Surely only a professional investor can withstand that kind of pain? Au contraire, says Mr. Salem: “It’s potentially career-ending for a manager to hold such big interim losers. I wonder if any manager has ever been able to stay the entire course with stocks like these.

A dirty secret of the investment business is that fund managers don’t buy and hold—not because they don’t want to, but because they can’t.”

Fortunately, for us, we are steeped in the discipline promoted by the great Fidelity Magellan manager, Peter Lynch, and Berkshire Hathaway’s Warren Buffett. Lynch set out looking for stocks that could go up ten-fold or more but had characteristics about them which caused investors to never fully embrace them. He owned Phillip Morris, the tobacco company, for decades as it stomped the S&P 500 and was despised the whole time. He bought Fannie Mae while it was misunderstood and held it during his 1977-1992 run of spectacular performance.
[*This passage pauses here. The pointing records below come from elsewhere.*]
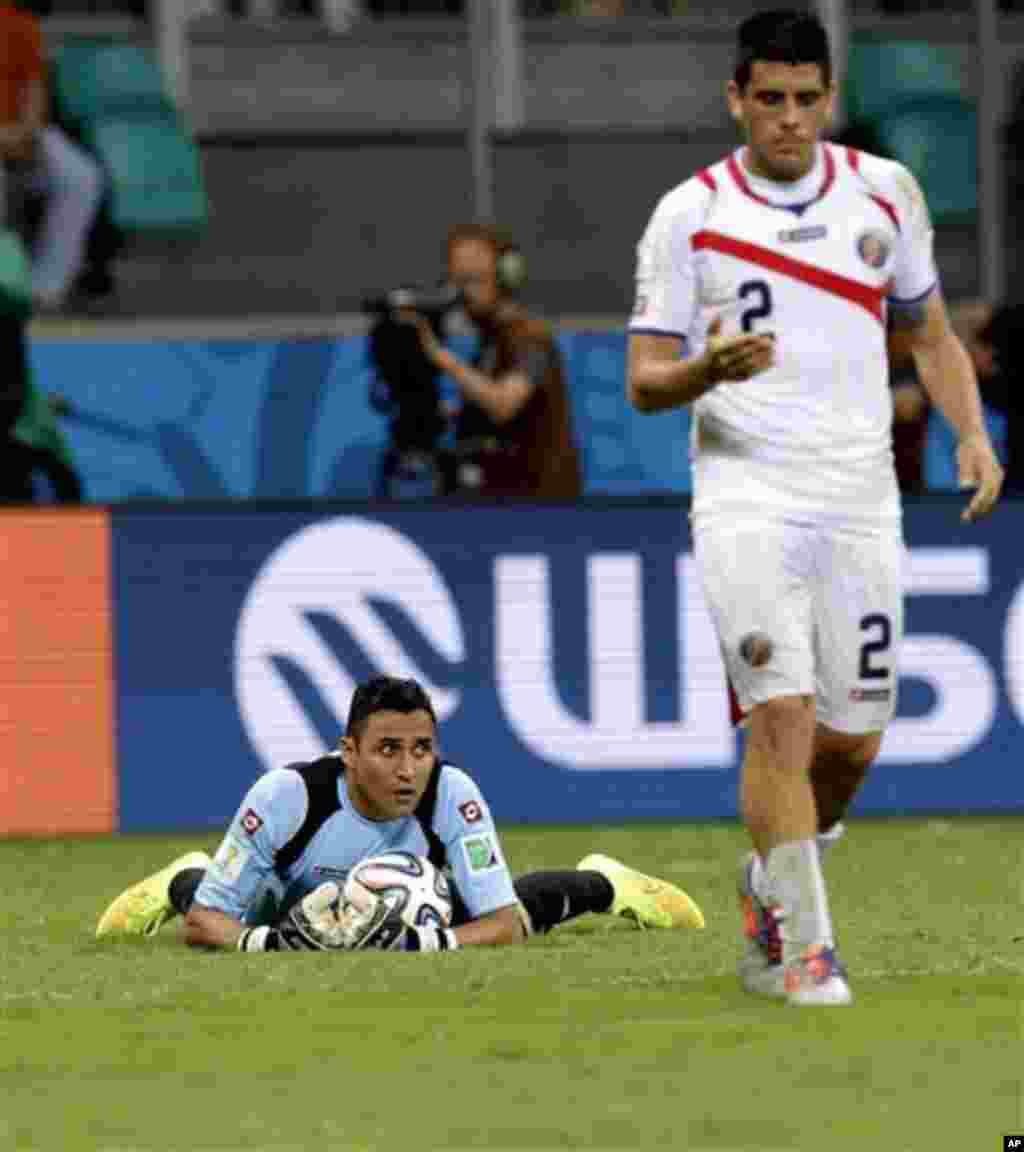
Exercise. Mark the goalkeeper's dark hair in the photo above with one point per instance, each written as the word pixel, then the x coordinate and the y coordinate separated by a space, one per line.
pixel 385 694
pixel 784 36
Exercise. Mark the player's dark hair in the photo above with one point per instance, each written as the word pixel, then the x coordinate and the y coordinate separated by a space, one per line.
pixel 385 694
pixel 786 37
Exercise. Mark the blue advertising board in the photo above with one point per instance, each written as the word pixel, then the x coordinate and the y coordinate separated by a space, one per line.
pixel 568 651
pixel 290 419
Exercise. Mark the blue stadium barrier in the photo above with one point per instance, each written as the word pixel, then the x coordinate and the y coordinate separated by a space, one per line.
pixel 568 652
pixel 194 421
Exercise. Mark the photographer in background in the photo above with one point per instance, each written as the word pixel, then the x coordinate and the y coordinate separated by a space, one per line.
pixel 407 388
pixel 513 433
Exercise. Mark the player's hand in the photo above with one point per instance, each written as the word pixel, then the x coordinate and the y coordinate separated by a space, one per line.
pixel 737 357
pixel 315 923
pixel 429 342
pixel 366 921
pixel 979 469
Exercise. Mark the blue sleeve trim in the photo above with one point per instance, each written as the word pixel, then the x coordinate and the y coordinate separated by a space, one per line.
pixel 912 301
pixel 657 332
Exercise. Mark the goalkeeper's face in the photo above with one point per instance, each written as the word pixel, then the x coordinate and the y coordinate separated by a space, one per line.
pixel 388 763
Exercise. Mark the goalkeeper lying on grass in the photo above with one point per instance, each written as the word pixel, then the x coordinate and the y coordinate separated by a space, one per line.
pixel 274 881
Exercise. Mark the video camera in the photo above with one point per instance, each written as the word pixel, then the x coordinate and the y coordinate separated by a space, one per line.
pixel 407 385
pixel 434 304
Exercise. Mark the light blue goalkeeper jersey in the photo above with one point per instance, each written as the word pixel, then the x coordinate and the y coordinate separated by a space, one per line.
pixel 297 828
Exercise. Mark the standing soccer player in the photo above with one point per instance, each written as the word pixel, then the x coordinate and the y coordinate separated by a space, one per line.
pixel 764 287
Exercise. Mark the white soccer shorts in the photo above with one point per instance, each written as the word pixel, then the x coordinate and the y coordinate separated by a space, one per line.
pixel 827 598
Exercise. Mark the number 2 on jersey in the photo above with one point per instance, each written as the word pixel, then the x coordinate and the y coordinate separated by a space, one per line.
pixel 760 308
pixel 882 627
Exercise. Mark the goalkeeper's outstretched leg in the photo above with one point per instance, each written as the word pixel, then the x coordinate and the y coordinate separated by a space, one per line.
pixel 145 907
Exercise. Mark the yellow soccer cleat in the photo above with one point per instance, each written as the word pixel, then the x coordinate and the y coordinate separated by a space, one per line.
pixel 649 902
pixel 145 907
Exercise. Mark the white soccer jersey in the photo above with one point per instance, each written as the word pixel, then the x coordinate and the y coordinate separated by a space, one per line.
pixel 818 263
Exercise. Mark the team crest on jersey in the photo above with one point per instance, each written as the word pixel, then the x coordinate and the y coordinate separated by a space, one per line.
pixel 873 248
pixel 802 235
pixel 471 811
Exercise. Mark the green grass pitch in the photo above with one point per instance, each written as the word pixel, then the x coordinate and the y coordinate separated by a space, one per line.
pixel 596 1037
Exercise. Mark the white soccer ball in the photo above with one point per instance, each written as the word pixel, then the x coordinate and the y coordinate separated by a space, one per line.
pixel 409 884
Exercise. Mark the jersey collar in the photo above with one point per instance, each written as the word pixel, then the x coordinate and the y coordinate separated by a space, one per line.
pixel 736 171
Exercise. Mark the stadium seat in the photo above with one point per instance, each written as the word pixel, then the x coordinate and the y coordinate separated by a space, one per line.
pixel 111 97
pixel 937 137
pixel 882 75
pixel 153 171
pixel 96 78
pixel 15 278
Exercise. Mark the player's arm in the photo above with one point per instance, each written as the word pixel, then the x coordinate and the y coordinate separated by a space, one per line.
pixel 207 927
pixel 478 865
pixel 270 815
pixel 659 379
pixel 948 377
pixel 503 925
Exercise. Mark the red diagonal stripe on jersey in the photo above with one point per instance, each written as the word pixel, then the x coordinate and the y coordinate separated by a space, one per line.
pixel 867 296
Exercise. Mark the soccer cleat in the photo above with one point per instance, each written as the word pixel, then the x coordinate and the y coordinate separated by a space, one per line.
pixel 646 901
pixel 145 907
pixel 760 967
pixel 817 977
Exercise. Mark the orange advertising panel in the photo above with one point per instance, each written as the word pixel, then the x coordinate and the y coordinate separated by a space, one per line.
pixel 57 726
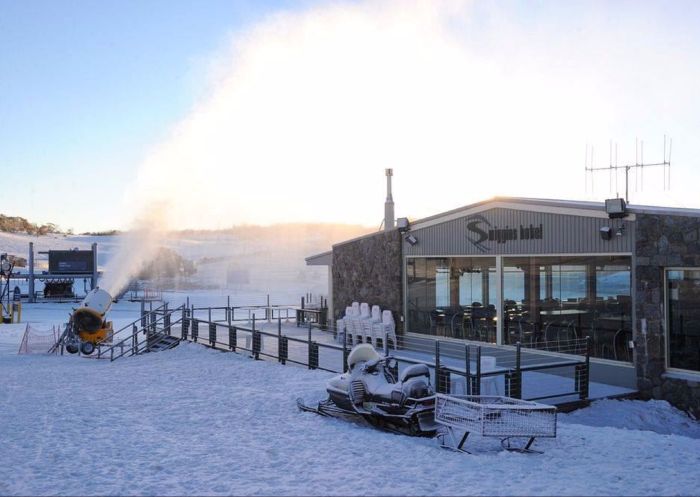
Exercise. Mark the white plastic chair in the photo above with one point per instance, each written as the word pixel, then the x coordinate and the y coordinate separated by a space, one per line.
pixel 488 364
pixel 352 324
pixel 387 327
pixel 342 326
pixel 375 318
pixel 363 323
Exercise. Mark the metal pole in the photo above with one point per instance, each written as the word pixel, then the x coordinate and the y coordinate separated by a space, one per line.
pixel 478 370
pixel 468 367
pixel 309 346
pixel 93 281
pixel 437 366
pixel 31 272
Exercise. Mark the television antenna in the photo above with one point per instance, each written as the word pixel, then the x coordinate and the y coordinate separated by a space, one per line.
pixel 638 165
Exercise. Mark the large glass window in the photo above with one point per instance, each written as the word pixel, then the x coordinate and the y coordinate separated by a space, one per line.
pixel 683 315
pixel 452 297
pixel 551 301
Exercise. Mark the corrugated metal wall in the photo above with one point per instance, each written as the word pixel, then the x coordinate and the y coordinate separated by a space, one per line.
pixel 560 234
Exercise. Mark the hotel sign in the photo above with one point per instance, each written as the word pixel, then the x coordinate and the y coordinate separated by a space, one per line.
pixel 481 230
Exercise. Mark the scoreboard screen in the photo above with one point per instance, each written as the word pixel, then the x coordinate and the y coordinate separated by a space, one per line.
pixel 70 262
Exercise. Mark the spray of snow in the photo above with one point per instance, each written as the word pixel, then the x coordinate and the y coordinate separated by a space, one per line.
pixel 137 248
pixel 324 99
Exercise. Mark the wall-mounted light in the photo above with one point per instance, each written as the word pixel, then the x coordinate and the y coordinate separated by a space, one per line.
pixel 616 208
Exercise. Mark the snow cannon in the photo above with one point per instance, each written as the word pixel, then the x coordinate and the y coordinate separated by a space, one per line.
pixel 88 322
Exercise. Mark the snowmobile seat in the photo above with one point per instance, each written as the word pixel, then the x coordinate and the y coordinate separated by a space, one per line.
pixel 363 352
pixel 415 371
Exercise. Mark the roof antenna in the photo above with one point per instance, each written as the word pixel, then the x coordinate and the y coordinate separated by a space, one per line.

We have owned eBay (EBAY) for 12 years. It has been hated constantly and treated like an ugly stepchild since we bought the shares. Since November of 2008, when it traded at $11 per share, it has grown to be one share of eBay at $35.55 and one share of PayPal (PYPL) at $109.60. This means that we have made 13.19 times our money since then. We will reiterate how hated eBay is. They recently sold StubHub for 13 times what they paid for it and the media painted a negative picture of eBay that day for not being Amazon (AMZN) during that same time period.

This is at the heart of what Lynch and Buffett taught us! We are not geniuses at figuring out who the best growth companies will be in a stock market that craves growth companies. However, we can buy stocks like eBay, American Express (AXP) and Target when they get deep in the investor doghouse and hope they don’t ever get extremely popular to the point of requiring being sold. We call that popularity “maniacal pricing.”

Buffett has said his favorite holding period is forever and he has owned many of his holdings for decades. He also is happy to share that his biggest mistake was selling 5% of Disney at a 50% gain in 1966. Disney has gone up about 2,500 times its price of 7 cents per share in 1962 with dividends reinvested. Disney is the most expensive it has been since we bought it 12 years ago and we believe it will probably correct sharply when this growth-oriented market gets a big comeuppance. Remember, you don’t get rich paying the capital gains tax and long holding periods enhance taxation.

JPMorgan is still very reasonable due to the hatred for banks (Occupy Wall Street and Occupy Senator Warren’s office) that developed ten years ago in the aftermath of the financial crisis. Target trades at a huge price-to-earnings discount to Costco (COST) and we feel has as bright a future!

We will stick to our stock picking discipline and continue to hold winners to a fault. In today’s environment, this means the stock Occidental Petroleum (OXY) looks very attractive. In a world of ESG investing, even if they do well in the next ten years, they will probably never get into favor because they produce hydrocarbons. For value investors like us, having a multi-decade winner that you can sit through the corrections with is a Godsend.